JEE Main & Advanced Mathematics Determinants & Matrices Differentiation and Integration of Determinants

(1) Differentiation of a determinant

(i) Let \[\Delta (x)\] be a determinant of order two. If we write \[\Delta (x)=|{{C}_{1}}\,\,\,\,\,{{C}_{2}}|\], where \[{{C}_{1}}\] and \[{{C}_{2}}\] denote the 1st and 2nd columns, then

\[\Delta '(x)=\left| \,\begin{matrix}  C{{'}_{1}} & {{C}_{2}}  \\ \end{matrix} \right|+\left| \,\begin{matrix} {{C}_{1}} & {{{{C}'}}_{2}}  \\ \end{matrix} \right|\]

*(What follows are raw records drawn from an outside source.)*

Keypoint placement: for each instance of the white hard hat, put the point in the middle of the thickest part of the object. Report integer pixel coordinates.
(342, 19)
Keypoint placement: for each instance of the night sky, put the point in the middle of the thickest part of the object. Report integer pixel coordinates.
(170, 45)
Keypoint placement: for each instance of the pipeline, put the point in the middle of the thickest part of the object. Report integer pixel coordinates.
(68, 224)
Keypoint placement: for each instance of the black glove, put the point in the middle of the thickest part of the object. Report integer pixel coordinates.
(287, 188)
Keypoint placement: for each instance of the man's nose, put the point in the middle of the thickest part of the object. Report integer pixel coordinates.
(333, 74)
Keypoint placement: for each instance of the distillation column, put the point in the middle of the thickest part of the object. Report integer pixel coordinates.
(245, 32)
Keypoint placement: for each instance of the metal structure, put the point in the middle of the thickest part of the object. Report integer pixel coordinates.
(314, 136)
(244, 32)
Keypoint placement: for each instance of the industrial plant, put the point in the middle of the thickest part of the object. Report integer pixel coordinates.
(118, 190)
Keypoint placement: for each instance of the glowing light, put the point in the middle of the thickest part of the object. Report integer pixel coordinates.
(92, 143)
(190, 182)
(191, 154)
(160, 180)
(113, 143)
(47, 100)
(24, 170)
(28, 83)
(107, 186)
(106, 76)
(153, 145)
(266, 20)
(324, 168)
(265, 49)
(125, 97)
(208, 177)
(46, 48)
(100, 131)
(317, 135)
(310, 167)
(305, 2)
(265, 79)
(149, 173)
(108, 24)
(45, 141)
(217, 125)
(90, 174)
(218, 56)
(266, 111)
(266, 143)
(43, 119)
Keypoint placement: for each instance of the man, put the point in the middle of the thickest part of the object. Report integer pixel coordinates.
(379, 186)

where \[C{{'}_{i}}\] denotes the column which contains the derivative of all the functions in the \[{{i}^{th}}\]column \[{{C}_{i}}\].

In a similar fashion, if we write \[\Delta (x)=\left| \,\begin{matrix} {{R}_{1}}  \\ {{R}_{2}}  \\ \end{matrix}\, \right|\], then \[{\Delta }'\,(x)=\left| \,\begin{matrix} R{{'}_{1}}  \\ {{R}_{2}}  \\ \end{matrix}\, \right|\,+\,\left| \,\begin{matrix} {{R}_{1}}  \\ {{{{R}'}}_{2}}  \\ \end{matrix}\, \right|\,\]

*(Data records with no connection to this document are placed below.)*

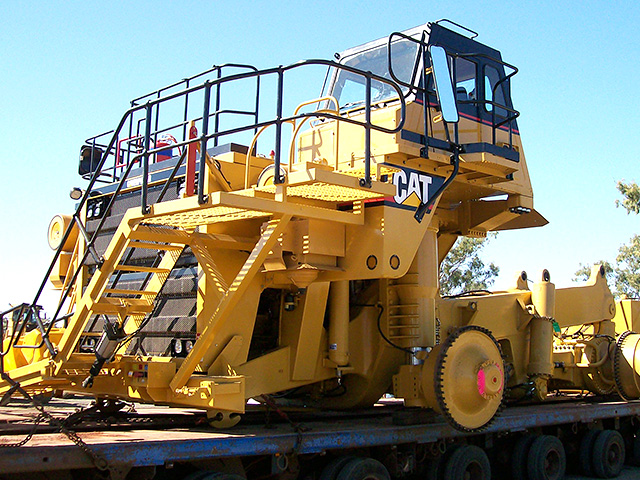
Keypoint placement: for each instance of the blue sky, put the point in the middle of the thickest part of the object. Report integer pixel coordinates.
(70, 68)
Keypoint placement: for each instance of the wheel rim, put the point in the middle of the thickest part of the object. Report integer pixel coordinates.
(469, 378)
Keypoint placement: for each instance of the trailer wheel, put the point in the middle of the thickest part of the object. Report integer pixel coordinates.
(608, 454)
(585, 453)
(332, 469)
(547, 459)
(207, 475)
(467, 462)
(519, 457)
(363, 469)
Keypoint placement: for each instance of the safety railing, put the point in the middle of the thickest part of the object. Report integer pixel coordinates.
(145, 127)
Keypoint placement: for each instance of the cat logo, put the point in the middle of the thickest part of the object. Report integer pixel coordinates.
(413, 187)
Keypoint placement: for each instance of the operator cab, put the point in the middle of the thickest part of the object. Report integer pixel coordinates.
(481, 81)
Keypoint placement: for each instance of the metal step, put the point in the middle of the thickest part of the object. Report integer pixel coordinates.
(155, 246)
(139, 268)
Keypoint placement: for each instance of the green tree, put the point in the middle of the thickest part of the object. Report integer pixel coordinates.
(631, 193)
(583, 273)
(625, 274)
(463, 270)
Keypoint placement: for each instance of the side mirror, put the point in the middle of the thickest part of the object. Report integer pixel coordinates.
(444, 86)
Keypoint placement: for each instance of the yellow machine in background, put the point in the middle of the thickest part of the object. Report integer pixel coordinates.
(313, 272)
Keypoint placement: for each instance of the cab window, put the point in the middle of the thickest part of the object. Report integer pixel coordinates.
(465, 73)
(492, 93)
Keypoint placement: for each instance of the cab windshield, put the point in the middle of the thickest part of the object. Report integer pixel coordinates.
(349, 88)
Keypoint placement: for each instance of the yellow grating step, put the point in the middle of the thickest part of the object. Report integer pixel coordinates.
(210, 215)
(114, 305)
(155, 246)
(136, 268)
(124, 291)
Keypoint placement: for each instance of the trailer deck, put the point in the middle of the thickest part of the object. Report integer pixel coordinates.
(159, 436)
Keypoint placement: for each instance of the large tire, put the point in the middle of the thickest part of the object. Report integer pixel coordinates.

(ii) Let \[\Delta (x)\] be a determinant of order three. If we write \[\Delta (x)=\left| \,\begin{matrix} {{C}_{1}} & {{C}_{2}} & {{C}_{3}}\,  \\ \end{matrix} \right|\], then

\[\Delta '(x)=\left| \,\begin{matrix} C{{'}_{1}} & {{C}_{2}} & {{C}_{3}}\,  \\ \end{matrix} \right|+\left| \,\begin{matrix} {{C}_{1}} & C{{'}_{2}} & {{C}_{3}}\,  \\ \end{matrix} \right|+\left| \,\begin{matrix} {{C}_{1}} & {{C}_{2}} & C{{'}_{3}}\,  \\ \end{matrix} \right|\]

and similarly if we consider \[\Delta (x)=\left| \,\begin{matrix} {{R}_{1}}  \\ {{R}_{2}}  \\ {{R}_{3}}  \\ \end{matrix}\, \right|\]

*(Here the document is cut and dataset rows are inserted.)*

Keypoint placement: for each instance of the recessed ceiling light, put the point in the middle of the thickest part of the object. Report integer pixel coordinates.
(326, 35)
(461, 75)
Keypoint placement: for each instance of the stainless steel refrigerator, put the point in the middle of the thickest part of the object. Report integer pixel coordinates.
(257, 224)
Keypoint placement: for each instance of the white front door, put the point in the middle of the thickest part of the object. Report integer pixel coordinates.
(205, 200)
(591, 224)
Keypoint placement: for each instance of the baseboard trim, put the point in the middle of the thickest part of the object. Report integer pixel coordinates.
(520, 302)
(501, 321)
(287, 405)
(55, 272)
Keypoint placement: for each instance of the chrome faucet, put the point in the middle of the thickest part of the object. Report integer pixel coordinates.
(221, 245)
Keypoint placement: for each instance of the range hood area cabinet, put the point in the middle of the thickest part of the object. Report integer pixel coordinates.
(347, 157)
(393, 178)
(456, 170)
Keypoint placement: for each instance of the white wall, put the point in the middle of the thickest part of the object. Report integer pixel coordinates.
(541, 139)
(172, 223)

Then  \[\Delta '(x)=\left| \,\begin{matrix} R{{'}_{1}}  \\ {{R}_{2}}  \\ {{R}_{3}}  \\ \end{matrix}\, \right|+\left| \,\begin{matrix} {{R}_{1}}  \\ R{{'}_{2}}  \\ {{R}_{3}}  \\ \end{matrix}\, \right|+\left| \,\begin{matrix} {{R}_{1}}  \\ {{R}_{2}}  \\ R{{'}_{3}}  \\ \end{matrix}\, \right|\]

(iii) If only one row (or column) consists functions of \[x\] and other rows (or columns) are constant, viz.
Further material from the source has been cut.